I was 3 month old when I was adopted. I was 10 days old when my mother left me. As I was growing up, I realised that everybody around me would take adoption as omen, when everytime I mentioned that I was “adopted”.
I still remember the time when I was in my 3rd grade and I told my best friends about it, and one of them when we had a fight, yelled and said ” I will tell everybody that you’re adopted” ofcourse people then came to know about it and frankly speaking, I hated that!
Till I passed my 10th grade, I would almost everyday have random people asking me if I was adopted and when I said yes, they would give me a terrible look, because of which I would always be down or ashmed when I shared about my adoption.
I could say that somewhere that did affect me… But my family loved me so much that they did their best , that I could never say that I was adopted. They turned that negative word into a positive one. My dad always told me which has stayed with me forever : “It’s not we who have adopted you, but you who have adopted us”

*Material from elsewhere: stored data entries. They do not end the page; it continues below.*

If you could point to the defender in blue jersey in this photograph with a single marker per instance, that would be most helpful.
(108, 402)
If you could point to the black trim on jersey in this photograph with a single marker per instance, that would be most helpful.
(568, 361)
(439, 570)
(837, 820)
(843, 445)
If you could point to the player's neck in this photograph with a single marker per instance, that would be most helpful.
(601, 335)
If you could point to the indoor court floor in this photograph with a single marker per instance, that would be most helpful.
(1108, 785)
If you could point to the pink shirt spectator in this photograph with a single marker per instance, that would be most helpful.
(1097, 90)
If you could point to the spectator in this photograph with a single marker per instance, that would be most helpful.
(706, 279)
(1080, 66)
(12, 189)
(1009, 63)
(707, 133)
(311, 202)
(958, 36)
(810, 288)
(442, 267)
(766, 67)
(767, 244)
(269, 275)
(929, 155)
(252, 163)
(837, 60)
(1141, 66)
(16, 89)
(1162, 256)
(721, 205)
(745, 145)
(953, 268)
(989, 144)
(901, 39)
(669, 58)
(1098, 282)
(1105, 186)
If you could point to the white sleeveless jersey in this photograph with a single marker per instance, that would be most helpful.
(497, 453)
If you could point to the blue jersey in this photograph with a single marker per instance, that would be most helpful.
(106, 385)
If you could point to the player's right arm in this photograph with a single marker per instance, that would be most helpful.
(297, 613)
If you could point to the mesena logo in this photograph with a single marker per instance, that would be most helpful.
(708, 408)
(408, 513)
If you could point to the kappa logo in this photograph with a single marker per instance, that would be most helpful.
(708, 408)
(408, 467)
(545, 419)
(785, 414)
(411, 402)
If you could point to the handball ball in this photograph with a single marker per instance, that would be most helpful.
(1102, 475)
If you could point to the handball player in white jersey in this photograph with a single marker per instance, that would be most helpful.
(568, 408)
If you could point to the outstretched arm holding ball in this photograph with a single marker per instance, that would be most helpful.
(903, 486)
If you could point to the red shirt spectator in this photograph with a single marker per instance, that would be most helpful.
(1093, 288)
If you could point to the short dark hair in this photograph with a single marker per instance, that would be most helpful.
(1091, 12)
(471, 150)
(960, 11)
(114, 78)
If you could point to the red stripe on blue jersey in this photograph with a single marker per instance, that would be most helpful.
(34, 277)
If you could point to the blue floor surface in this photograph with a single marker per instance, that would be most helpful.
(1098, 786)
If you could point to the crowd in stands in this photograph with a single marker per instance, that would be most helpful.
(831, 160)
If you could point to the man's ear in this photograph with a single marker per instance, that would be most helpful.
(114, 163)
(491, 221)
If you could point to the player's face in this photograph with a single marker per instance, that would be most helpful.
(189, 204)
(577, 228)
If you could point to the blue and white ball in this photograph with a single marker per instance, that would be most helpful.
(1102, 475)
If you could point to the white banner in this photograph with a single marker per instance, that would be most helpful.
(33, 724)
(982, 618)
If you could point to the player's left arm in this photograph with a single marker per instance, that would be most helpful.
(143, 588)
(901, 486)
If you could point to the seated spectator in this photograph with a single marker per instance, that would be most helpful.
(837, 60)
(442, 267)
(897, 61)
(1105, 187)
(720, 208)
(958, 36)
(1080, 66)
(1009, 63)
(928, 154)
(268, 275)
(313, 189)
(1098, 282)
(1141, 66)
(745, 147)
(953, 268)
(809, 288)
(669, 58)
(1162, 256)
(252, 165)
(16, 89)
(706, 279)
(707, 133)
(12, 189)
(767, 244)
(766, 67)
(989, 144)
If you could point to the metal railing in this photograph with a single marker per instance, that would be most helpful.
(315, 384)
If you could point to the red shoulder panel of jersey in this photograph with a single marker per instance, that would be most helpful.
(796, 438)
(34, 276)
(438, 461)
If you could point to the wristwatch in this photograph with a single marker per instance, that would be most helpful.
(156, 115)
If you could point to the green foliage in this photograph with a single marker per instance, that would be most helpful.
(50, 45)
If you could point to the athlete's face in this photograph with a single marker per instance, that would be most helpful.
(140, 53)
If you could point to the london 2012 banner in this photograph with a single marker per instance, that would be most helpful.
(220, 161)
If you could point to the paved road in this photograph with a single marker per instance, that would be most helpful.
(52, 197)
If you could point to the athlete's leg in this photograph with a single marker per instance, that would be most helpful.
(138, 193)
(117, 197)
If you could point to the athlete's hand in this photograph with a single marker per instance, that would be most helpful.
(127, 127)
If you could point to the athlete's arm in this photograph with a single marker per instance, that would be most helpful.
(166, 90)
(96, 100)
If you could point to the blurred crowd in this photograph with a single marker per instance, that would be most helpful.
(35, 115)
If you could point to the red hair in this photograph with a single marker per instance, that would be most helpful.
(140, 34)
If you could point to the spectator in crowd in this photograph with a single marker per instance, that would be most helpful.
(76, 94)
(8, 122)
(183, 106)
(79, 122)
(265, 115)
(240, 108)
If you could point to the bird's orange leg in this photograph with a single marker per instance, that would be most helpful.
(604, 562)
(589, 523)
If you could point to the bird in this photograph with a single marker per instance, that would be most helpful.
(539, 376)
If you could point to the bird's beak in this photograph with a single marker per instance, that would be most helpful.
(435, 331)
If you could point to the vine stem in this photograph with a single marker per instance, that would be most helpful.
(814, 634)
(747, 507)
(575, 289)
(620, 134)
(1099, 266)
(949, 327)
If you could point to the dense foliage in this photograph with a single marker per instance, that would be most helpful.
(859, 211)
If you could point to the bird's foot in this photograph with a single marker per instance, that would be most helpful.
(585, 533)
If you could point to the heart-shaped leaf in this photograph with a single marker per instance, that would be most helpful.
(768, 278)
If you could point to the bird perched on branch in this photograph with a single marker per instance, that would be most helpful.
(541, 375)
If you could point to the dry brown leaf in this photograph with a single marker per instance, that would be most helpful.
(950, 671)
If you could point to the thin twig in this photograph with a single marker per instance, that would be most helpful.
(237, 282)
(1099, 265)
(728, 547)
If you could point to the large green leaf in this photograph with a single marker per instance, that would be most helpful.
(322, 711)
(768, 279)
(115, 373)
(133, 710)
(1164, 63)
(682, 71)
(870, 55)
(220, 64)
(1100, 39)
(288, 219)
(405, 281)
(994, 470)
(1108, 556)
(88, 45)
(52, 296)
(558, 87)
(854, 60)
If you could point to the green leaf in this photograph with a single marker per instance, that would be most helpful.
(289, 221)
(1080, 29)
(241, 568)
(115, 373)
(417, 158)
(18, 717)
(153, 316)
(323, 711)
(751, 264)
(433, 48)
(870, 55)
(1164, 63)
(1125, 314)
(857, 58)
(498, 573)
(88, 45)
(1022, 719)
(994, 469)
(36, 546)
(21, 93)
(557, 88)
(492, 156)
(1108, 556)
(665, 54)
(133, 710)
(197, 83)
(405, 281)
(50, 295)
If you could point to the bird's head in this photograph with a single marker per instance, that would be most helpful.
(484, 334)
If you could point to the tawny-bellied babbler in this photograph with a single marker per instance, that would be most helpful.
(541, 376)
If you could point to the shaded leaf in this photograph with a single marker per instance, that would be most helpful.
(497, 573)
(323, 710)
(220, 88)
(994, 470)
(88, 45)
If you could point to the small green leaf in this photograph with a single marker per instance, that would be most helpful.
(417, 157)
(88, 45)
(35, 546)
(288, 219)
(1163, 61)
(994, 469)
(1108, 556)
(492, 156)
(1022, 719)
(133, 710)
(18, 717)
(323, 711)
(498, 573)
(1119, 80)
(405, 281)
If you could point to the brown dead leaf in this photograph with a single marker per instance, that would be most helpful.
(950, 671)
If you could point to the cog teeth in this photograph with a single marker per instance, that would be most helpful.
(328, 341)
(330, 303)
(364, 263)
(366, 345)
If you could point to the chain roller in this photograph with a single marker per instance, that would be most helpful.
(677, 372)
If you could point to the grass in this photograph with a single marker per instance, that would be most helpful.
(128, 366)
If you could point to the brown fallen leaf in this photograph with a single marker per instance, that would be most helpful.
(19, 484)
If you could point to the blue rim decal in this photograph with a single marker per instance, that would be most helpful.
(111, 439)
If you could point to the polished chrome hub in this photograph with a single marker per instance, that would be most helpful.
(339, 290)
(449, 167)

I always wondered how my elder brother (not adopted) managed to take care of me and love me so much, I once asked my mum, that “What did you guys tell him or how did you manage to handle his feelings?” Mum said that before getting me home, they would get some time with my brother and tell him that, He had to love me more since I needed it, to always protect me, and be with me the whole time, and all this he grasped at the age of 3!!!” And my family till now, never ever fails to do so…
Above all I believe God does have plans in everyone’s lives, maybe it not the way how you want it to be but that’s what’s best!
Today, I can proudly say that I’m adopted and the only purpose I do so, is to tell the world that adoption is not really a bad thing, its a blessing: to the child whom you’re adopting and also for the family.